Uncle Tom’s Hedge Fund

It began with the minority set asides in the affirmative action days and continues today all the way to the glass elevators of high finance. For those not familiar the scheme works like this. In many federal, state, and local contracts there is a certain percentage of the contract that is “set aside” for minority contractors, it allows them to share in the growth of the economy and get their fair share, so the thinking goes. This is supposed to allow smaller minority contractors to expand and become larger contractors and hopefully hire more minorities. On the surface this seems like a noble idea to help increase the participation of minority businesses.

Unfortunately, the greed of some men knows no bounds and they cannot allow even the small percentage of minority set asides to escape their grasp. There are some large white contractors that have created their own minority contractors so they can bid on the minority sections of the contracts. They will find a blackman, usually unemployed or addicted and set them up in business in name only. The blackman will technically be the owner of the business, but has no real say so in the business; many do not even work for their own companies. The white contractor has a figurehead for his “minority business” and can then go after the minority section of the contract as well as the regular contract.

This scheme has now been replicated by the big money hedge fund managers. In an effort to derail new taxation legislation headed their way which in effect would begin to tax their fees not as capital gains (15%), but as regular income (35%) they have advanced the argument that by changing the taxation rate this will hurt minority business owners and inner city investments.

If you’re lobbying to keep a tax break, rich white guys making astronomical sums by investing other people's money aren't the most sympathetic clients -- especially when they're paying taxes at a lower rate than firefighters and teachers. So the private-equity and hedge fund industry has come up with a cynical new approach, arguing that raising their taxes would hurt women- and minority-owned firms and dampen investment in needy urban areas.

Among those providing funding for the new group, called the Access to Capital Coalition, is the Private Equity Council, a trade association formed by 11 larger funds to stifle some pesky lawmakers thinking about ending their cushy tax deal. "The present carried interest policy has been essential to attracting top talented minorities and women to the industry as independent firms and fund managers. Its elimination, consequently, would have the unfortunate effect of impeding this great progress," Willie E. Woods Jr., a founding member of the new group, says in its press release.[1]
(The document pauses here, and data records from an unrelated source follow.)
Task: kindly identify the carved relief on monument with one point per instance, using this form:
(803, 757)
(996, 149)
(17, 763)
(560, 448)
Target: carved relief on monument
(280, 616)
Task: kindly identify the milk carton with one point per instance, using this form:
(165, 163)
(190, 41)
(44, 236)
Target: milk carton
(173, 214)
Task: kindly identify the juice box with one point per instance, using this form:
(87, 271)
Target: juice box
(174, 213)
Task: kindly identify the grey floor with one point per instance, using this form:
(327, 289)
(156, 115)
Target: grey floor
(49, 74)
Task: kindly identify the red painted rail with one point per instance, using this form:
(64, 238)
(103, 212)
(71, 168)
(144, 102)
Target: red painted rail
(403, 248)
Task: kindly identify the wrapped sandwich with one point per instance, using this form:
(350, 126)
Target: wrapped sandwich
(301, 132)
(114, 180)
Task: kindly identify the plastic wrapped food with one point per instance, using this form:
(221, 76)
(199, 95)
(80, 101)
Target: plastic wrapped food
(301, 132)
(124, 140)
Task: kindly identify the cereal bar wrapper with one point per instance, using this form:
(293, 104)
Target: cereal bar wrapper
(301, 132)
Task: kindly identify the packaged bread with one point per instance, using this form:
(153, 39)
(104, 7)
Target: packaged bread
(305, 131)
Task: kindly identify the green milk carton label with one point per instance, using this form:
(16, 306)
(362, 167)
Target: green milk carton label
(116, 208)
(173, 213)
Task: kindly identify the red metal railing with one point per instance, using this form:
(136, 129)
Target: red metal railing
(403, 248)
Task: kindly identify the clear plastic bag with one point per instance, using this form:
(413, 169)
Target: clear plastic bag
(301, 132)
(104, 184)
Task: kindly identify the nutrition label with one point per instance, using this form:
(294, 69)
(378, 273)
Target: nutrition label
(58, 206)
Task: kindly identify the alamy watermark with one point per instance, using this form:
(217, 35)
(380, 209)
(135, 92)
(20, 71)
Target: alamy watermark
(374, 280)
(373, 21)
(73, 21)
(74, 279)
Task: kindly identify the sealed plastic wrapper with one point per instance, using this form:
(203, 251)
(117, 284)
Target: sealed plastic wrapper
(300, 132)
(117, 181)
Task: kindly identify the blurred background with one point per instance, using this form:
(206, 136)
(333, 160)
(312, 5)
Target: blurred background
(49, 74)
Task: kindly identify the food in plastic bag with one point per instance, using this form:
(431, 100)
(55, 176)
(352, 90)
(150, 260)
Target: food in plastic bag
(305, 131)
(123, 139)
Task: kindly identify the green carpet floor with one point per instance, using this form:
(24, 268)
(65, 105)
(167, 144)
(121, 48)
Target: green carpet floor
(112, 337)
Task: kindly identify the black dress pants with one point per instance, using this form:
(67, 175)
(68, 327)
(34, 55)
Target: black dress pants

These assertions are false. The group Access to Capital Coalition is a group of minority and women money managers who are being funded by the large money managers to put a minority face on the hedge fund business that is overwhelmingly white and male. It is a blatant attempt to try to block pending legislation to begin to tax the income (carried interest) as regular income. It is a shame that these multi-million and sometimes multi-billionaires are being taxed at a lower rate than teachers and they still want a break. By enlisting the aid of these minorities with their contributions they have attempted to buy some sympathy in the Congress. They can now parade this group of “minorities” in front of the committees and make the claim that the new legislation will harm minorities when in fact it will help minorities. The money being taxed is not the return on investments; it is the fees being charged by the managers.

Once again you have Blacks who are willing to sell out other Blacks to make a little money for themselves. The revenue from these fees generated by the hedge funds could go a long way to actually increasing investment in the inner city through block grants and other forms of government renewal funding. It is only now that these large funds are concerned about inner city investments; if they do have a genuine concern let them show it by directly investing in inner city development and projects. It is a shame that these successful Blacks do not want to see other Blacks get the chance to replicate their success.